Among other provisions, the agreement lays out rules for settling disputes among the members of the telecommunications industries in one country with the members in the other. It entitles enterprises to:
- seek timely review by a regulator or court to resolve disputes;
- seek review of disputes regarding appropriate terms, conditions, and rates for interconnection; and
- to obtain judicial review of a determination by a regulatory body.
The parties agreed to co-operate on mechanisms to facilitate electronic commerce, not to impose customs duties on digital products and for each to apply non-discriminatory treatment to the digital products of the other.
The first relates to how Australia and the US will provide communications infrastructure and services to each other in a fair and equitable way and provides a framework for settling disputes. The bolded point outlines an area where the FTA could be invoked if Australia decides to implement a filter. Whilst the debate is still open on just how much an Internet filter would harm Australia’s ability to do business on the Internet the greater tech community is of the mind that it will be detrimental, regardless of implementation. Whilst this doesn’t directly damage the FTA it could be used as an injunction to stop such a filter from becoming reality, at least for a short while.
Probably the more important part of the FTA that is directly affected by the implementation of the filter is the Electronic Commerce section which explicitly states that there be no discriminatory treatment to digital products.
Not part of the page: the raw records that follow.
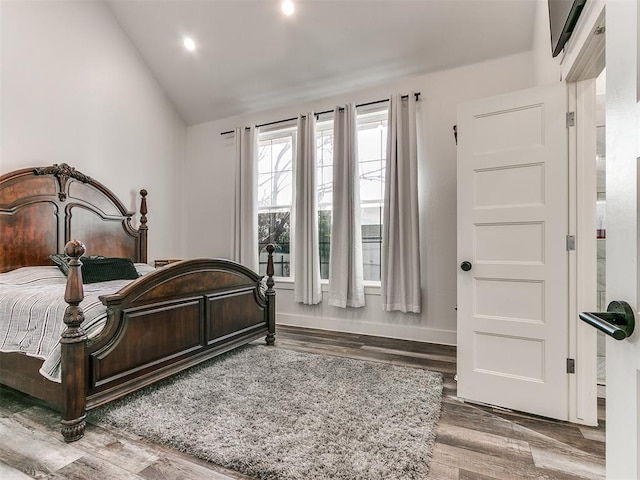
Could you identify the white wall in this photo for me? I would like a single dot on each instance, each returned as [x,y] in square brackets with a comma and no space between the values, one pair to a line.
[209,196]
[546,69]
[74,90]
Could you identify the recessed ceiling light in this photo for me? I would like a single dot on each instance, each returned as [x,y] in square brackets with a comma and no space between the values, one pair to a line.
[189,44]
[287,7]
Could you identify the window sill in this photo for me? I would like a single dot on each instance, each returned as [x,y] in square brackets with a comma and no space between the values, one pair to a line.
[370,288]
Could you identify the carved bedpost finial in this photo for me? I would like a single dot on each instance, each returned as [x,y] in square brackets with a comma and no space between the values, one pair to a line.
[73,343]
[75,249]
[270,270]
[271,297]
[143,209]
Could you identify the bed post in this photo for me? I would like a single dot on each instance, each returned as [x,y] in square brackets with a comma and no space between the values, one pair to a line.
[143,226]
[73,344]
[271,297]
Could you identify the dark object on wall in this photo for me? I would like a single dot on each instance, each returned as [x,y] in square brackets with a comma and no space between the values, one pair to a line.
[563,16]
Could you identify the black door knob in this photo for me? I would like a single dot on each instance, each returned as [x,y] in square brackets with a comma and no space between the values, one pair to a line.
[466,266]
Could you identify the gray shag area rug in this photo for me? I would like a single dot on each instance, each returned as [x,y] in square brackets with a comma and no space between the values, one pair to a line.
[280,414]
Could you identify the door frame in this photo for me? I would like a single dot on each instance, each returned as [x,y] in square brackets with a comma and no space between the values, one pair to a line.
[582,63]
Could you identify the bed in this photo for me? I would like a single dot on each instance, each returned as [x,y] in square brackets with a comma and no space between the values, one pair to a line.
[157,325]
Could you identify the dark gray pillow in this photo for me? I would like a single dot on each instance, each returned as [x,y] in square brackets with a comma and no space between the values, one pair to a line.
[97,268]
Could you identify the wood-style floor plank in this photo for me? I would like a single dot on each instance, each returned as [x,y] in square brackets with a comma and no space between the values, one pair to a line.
[473,442]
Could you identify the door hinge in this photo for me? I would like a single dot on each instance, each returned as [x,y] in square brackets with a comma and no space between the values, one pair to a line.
[571,242]
[571,119]
[571,365]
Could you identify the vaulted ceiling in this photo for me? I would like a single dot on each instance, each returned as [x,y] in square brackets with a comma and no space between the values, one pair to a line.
[251,57]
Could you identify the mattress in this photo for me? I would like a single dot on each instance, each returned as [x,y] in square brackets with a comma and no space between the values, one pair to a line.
[32,310]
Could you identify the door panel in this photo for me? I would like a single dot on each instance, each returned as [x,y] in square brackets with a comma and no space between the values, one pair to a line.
[512,227]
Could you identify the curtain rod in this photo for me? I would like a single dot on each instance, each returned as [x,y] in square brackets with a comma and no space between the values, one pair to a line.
[417,95]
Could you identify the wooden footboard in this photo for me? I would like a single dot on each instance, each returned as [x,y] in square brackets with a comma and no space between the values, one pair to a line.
[160,324]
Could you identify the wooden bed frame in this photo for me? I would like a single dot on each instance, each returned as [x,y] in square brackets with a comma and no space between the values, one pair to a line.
[164,322]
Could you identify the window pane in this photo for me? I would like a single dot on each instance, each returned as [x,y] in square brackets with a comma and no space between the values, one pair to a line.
[283,191]
[369,144]
[264,189]
[264,157]
[325,185]
[275,198]
[324,234]
[275,227]
[372,241]
[371,181]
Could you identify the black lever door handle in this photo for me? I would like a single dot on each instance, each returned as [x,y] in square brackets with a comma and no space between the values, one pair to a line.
[617,322]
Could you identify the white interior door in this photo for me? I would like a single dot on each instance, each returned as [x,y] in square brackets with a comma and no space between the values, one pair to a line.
[623,224]
[512,228]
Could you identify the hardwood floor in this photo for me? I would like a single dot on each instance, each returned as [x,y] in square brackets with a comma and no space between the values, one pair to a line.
[473,442]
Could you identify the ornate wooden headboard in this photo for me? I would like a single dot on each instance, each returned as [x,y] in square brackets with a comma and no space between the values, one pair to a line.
[43,208]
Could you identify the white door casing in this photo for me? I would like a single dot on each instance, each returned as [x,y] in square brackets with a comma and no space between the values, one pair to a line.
[512,227]
[623,245]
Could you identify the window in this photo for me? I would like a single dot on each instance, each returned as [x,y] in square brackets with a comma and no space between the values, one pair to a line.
[275,197]
[324,180]
[275,191]
[372,151]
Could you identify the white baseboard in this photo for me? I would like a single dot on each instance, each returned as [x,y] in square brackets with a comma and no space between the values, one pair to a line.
[402,332]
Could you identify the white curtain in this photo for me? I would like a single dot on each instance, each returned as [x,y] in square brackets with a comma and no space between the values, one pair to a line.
[245,238]
[346,279]
[400,235]
[307,288]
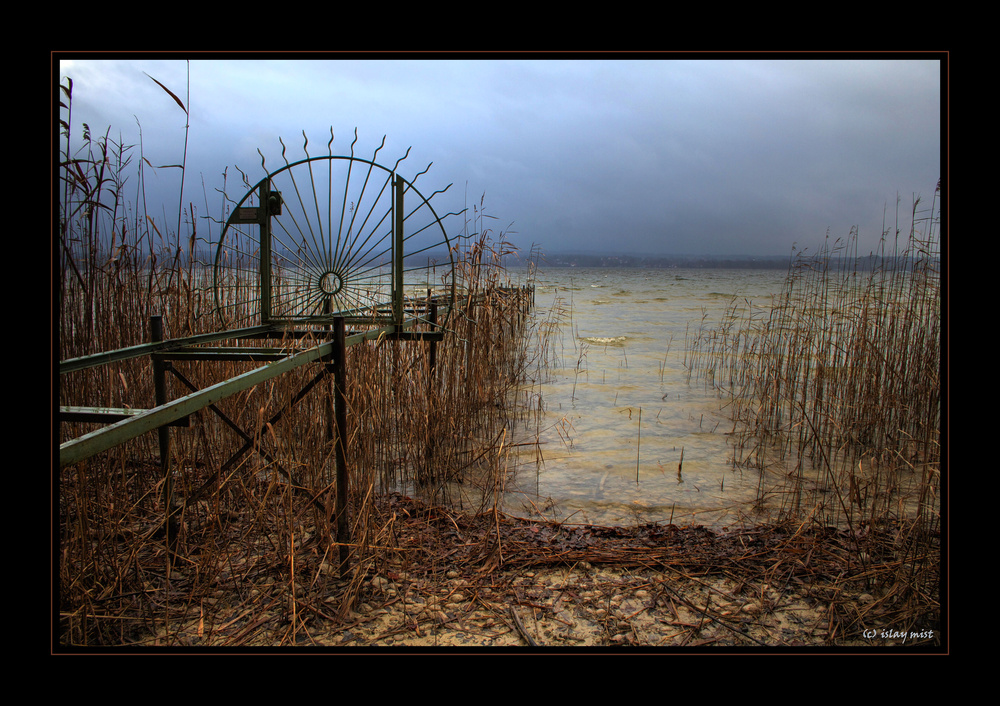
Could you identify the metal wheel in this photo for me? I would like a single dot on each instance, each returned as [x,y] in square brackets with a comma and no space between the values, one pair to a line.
[323,237]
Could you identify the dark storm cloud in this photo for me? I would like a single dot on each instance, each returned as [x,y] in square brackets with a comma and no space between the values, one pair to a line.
[680,157]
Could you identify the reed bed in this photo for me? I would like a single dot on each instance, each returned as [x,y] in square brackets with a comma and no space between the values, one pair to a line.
[253,477]
[834,390]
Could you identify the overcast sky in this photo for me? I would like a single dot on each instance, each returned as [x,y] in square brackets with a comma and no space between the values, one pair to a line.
[725,156]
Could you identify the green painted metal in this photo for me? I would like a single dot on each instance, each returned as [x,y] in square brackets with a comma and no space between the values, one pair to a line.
[87,445]
[330,235]
[282,262]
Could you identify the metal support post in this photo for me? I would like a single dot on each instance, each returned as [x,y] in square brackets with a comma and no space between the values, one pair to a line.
[340,405]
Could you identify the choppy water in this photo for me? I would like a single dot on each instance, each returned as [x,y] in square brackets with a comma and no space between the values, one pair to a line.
[620,408]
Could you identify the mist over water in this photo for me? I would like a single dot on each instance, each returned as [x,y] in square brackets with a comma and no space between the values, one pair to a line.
[621,411]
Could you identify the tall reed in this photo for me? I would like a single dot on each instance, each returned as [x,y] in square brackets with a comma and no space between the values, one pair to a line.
[253,476]
[837,381]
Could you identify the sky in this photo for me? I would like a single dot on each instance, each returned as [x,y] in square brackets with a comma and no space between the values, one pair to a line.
[725,156]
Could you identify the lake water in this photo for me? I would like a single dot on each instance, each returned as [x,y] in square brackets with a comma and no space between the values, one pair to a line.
[621,413]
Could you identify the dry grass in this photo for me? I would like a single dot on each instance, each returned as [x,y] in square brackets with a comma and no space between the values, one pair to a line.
[835,394]
[253,476]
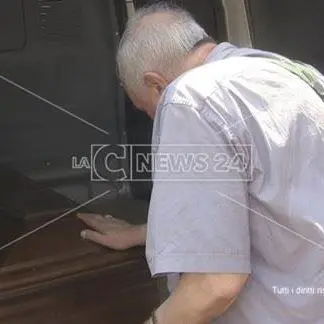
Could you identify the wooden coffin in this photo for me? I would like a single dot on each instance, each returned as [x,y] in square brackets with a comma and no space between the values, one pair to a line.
[53,276]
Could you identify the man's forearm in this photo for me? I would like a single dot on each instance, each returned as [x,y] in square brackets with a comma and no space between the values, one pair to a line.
[197,300]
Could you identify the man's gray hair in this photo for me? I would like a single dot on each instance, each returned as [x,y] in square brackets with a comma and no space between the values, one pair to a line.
[156,44]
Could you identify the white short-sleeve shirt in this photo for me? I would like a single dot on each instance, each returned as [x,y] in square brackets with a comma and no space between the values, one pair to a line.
[239,185]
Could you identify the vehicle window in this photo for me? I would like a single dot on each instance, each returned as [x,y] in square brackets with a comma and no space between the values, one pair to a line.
[12,27]
[290,27]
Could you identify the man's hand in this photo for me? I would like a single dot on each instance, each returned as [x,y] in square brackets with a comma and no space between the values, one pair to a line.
[111,232]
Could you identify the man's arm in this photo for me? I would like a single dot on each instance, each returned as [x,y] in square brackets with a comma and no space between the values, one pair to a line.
[200,297]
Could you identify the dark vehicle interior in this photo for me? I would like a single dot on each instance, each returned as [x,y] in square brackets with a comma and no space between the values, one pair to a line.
[60,100]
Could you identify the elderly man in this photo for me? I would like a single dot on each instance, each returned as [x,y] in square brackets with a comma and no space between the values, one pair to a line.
[243,246]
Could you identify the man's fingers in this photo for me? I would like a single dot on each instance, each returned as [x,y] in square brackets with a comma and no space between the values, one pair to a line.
[97,222]
[94,237]
[105,240]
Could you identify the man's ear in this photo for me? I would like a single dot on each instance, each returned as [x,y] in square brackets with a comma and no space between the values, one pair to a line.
[155,81]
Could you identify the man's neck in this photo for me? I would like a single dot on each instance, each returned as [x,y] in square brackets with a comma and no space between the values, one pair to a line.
[199,56]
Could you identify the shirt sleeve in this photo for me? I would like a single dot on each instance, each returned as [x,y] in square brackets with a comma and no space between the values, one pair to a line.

This can extend to information on subjects such as abortion, euthanasia or drug harm minimisation which under the current filter proposal would be outright banned, but are still perfectly legal within the US. There’s also the possibility, thanks to the lack of transparency of the filter and its blacklist, that an online retailer could end up blocked from people within Australia and be effectively barred from trading with us.
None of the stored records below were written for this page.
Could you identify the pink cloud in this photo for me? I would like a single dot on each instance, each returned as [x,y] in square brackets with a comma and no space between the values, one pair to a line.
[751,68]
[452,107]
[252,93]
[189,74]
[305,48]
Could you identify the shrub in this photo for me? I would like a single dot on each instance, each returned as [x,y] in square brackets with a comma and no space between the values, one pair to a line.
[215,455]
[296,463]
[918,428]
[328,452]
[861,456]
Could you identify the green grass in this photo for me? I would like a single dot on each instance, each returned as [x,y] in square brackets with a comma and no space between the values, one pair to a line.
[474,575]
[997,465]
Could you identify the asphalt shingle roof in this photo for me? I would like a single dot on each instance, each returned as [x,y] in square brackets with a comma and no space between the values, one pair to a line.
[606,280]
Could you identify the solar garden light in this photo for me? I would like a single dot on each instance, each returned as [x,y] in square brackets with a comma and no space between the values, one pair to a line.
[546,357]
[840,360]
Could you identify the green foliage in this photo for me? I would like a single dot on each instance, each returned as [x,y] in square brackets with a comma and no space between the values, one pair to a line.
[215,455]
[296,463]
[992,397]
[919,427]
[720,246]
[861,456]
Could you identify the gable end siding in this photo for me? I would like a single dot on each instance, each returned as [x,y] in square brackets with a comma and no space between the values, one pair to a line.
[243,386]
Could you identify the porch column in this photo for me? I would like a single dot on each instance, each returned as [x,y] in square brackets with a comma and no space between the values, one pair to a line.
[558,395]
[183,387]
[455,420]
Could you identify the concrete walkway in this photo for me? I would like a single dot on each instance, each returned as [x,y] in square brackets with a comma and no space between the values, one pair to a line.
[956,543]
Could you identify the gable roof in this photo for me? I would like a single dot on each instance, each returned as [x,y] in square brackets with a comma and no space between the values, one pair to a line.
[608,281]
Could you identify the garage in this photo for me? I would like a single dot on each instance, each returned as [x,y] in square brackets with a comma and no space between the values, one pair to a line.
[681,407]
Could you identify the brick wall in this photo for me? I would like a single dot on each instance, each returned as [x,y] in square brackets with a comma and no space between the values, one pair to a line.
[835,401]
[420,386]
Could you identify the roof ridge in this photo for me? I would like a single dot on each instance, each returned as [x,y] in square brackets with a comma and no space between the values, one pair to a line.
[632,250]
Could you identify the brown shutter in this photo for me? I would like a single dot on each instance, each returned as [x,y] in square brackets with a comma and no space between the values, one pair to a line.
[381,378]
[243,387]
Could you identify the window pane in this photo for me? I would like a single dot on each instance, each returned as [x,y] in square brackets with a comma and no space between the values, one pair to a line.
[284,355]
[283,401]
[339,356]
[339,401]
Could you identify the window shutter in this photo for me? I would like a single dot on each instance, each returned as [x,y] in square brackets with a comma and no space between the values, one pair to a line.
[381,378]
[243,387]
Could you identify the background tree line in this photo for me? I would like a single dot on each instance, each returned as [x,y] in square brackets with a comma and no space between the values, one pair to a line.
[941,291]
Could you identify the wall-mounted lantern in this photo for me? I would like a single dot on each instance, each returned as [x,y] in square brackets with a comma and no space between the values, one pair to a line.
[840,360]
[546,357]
I’ll admit that the links to the FTA are a bit tenuous but there’s no doubt in my mind that businesses with an online presence in Australia will suffer under the proposed filter legislation. The FTA is just another bit of ammunition to argue against the filter and with the US now putting pressure on Conroy I’m sure that we’re not too far away from the FTA being mentioned at a higher level. Conroy really has his work cut out for him if he thinks he’ll be able to convince the US that the filter is a good idea.
Would the filter require the FTA to be amended? I doubt it, but then again I’m not particularly qualified to comment on that. If you know (or have a good opinion) let me know in the comments below.
Tip of the hat to David Cottrill for giving me the idea of mashing the FTA with the Internet filter.